Menteri Keuangan Purbaya Yudhi Sadewa memastikan belum ada rencana untuk menonaktifkan Direktur Jenderal Bea dan Cukai Djaka Budi Utama dari jabatannya pada Kamis (6/5/2026). Keputusan ini diambil meskipun nama Djaka muncul dalam surat dakwaan kasus dugaan suap pengurusan impor yang melibatkan pimpinan Blueray Cargo Group, John Field.
Dilansir dari Money, Bendahara Negara tersebut menyatakan bakal menunggu seluruh perkembangan proses hukum yang sedang berjalan di pengadilan. Purbaya menilai kehadiran nama seseorang dalam dokumen dakwaan tidak bisa serta-merta menjadi alasan tunggal untuk melakukan pemberhentian sementara terhadap pejabat terkait.
"Ya kita lihat saja nanti. Nanti kita lihat proses hukumnya seperti apa," ujar Purbaya, Menteri Keuangan.

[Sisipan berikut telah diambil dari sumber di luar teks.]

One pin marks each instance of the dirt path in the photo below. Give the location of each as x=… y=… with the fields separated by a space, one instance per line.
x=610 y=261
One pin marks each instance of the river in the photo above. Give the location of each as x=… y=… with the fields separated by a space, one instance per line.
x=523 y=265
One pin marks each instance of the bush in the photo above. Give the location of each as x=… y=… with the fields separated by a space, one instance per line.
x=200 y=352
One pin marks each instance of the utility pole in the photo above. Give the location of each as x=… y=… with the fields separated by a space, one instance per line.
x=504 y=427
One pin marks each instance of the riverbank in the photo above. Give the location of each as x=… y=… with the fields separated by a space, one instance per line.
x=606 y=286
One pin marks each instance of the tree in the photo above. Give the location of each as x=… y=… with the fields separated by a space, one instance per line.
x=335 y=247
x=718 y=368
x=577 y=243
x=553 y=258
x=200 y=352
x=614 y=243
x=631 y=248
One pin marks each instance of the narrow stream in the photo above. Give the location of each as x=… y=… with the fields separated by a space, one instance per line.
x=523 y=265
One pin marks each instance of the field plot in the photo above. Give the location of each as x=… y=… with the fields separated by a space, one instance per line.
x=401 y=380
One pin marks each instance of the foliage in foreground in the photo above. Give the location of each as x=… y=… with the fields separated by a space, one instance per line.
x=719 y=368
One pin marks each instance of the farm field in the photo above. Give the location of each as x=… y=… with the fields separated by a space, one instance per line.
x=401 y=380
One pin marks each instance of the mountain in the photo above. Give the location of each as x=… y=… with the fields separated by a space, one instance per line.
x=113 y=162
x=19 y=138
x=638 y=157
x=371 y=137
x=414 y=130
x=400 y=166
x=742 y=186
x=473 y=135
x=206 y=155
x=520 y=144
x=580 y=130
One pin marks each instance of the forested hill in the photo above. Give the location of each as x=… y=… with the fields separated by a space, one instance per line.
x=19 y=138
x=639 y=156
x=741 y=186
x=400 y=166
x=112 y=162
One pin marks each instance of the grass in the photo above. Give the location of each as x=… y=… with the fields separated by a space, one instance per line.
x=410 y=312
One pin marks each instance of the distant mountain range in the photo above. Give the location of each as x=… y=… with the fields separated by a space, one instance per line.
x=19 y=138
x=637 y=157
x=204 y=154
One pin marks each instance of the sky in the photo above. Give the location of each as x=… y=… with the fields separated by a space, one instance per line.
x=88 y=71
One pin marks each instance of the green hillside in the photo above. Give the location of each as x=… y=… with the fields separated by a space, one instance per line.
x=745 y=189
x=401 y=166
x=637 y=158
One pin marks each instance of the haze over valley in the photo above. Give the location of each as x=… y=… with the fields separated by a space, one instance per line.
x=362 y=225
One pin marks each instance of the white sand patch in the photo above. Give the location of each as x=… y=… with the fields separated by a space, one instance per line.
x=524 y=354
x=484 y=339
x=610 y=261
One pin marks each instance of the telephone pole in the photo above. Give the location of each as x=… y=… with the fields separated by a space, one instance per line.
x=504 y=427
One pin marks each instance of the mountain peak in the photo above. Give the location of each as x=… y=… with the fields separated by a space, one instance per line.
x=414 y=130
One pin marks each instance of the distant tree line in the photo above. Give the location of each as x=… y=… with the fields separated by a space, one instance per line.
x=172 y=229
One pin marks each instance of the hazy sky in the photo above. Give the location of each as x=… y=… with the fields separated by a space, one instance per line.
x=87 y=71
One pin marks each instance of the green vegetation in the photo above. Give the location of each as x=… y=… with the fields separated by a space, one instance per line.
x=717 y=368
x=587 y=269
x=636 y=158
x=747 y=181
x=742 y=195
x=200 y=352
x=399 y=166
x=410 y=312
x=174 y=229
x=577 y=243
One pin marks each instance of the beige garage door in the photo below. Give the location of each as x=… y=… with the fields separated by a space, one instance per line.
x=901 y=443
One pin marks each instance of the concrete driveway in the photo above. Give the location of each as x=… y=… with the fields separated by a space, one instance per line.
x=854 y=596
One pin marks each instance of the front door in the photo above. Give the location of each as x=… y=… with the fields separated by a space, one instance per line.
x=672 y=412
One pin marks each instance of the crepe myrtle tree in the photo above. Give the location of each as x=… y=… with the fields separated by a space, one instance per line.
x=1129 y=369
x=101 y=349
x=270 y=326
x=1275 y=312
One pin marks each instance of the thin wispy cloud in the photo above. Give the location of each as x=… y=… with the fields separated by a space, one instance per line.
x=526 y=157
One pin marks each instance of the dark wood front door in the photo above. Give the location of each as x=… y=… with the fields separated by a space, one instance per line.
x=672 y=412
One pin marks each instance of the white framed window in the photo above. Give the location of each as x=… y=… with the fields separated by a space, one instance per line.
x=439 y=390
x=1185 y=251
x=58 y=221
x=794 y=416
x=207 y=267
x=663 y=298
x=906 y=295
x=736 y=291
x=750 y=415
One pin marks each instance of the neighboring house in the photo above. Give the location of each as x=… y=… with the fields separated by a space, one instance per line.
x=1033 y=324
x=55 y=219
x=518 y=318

Pemerintah berkomitmen untuk mencermati secara menyeluruh setiap fakta persidangan sebelum menjatuhkan sanksi administratif. Purbaya menegaskan bahwa proses hukum terhadap anak buahnya tersebut saat ini masih berada pada tahap awal.
"Tidak. Tidak sampai clear di sana seperti apa. Prosesnya kan baru mulai. Namanya baru muncul. Masa langsung berhenti," kata Purbaya, Menteri Keuangan.
Mengenai bantuan hukum, Kementerian Keuangan akan menyediakan pendampingan bagi Djaka Budi Utama maupun pegawai lainnya yang tersangkut masalah hukum. Purbaya menggarisbawahi bahwa dukungan tersebut merupakan prosedur standar dan bukan merupakan upaya intervensi terhadap independensi penegak hukum.
"Ada pasti kalau ada. Kalau misalnya dipanggil dan segala macam, yang lain juga ada pendampingan," ujar Purbaya, Menteri Keuangan.
Kementerian Keuangan juga telah melakukan komunikasi internal secara langsung dengan Dirjen Bea Cukai untuk mengklarifikasi situasi tersebut. Berdasarkan keterangan Purbaya, Djaka menyatakan komitmennya untuk bersikap kooperatif dan mematuhi seluruh ketentuan hukum yang berlaku selama proses persidangan.
Kasus ini sebelumnya mencuat melalui surat dakwaan Komisi Pemberantasan Korupsi (KPK) Nomor 38/TUT.01.04/24/04/2026 terhadap tiga terdakwa utama, yakni John Field, Dedy Kurniawan Sukolo, dan Andri. Jaksa menyebutkan adanya pertemuan di Hotel Borobudur pada Juli 2025 yang dihadiri oleh Djaka Budi Utama bersama sejumlah pejabat Bea Cukai lainnya.
Meskipun nama Djaka tercantum dalam daftar hadir pertemuan, jaksa KPK belum menguraikan adanya bukti penerimaan uang atau fasilitas oleh sang Dirjen. Dakwaan tersebut lebih menitikberatkan pada dugaan suap senilai Rp61,3 miliar dalam bentuk mata uang asing serta fasilitas mewah sebesar Rp1,845 miliar kepada pejabat Bea Cukai lainnya guna memuluskan jalur pemeriksaan kargo.